Fizik, matematik bilmeyen ve doğanın dilini bilmeyenden mühendis olmaz diye boşuna demiyorum.
Hız ve ivmeyi sadece araba ve asansörde zanneden bir toplum fay’ı da bir çizgi zanneder ve o çizgiden kaçmanın yolunu arar! Oysa durum ve yapılması gereken gayet açık, deprem güvenli kentler inşa etmek, aşağıdaki haritada ilk depremin oluştuğu fay hattı ve bölgedeki ivme dağılımı görülmektedir.
Peki bu neyi ifade ediyor. Binanın kütlesiyle bu ivmenin çarpımı kadar bir kuvvet dinamik olarak etki ediyor.
Binanız bu kuvveti karşılayacak kadar dayanıklı değilse göçüyor maalesef. Zeminin rolü ise ; kahve ve koyu kahverengi bölgelerde açık olarak görülmektedir.
Sıvılaşma ve zemin büyütme potansiyeline sahip dolgu zeminlerde; ivme haritada verildiği gibi büyümektedir.

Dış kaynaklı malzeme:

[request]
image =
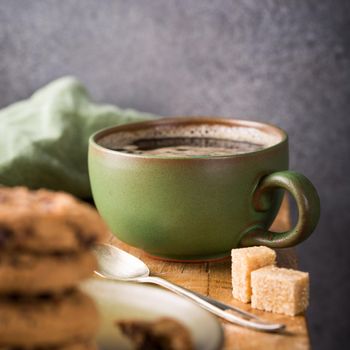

Yapının kütlesi de büyükse, bu iki terimin çarpımı olan kuvvet aşırı büyümekte, proje, işçilik, uygulama hataları ve denetimsizlik de bunu izleyince sonuç ortada maalesef.
Bu nedenle; bu tür tarım alanlarının yerleşime açmamak gerekiyor.
Sadece deprem açısından değil kuraklık, taşkın, gıda güvenliği vb diğer riskler yönünden de bu durum ayrıca büyük önem taşıyor.
Bu nedenle; toplum olarak, bilime, uzmanlığa saygı gösterip, disiplinlerarası çalışma kültürünü uygulamaya koymamız tek çözüm yolu.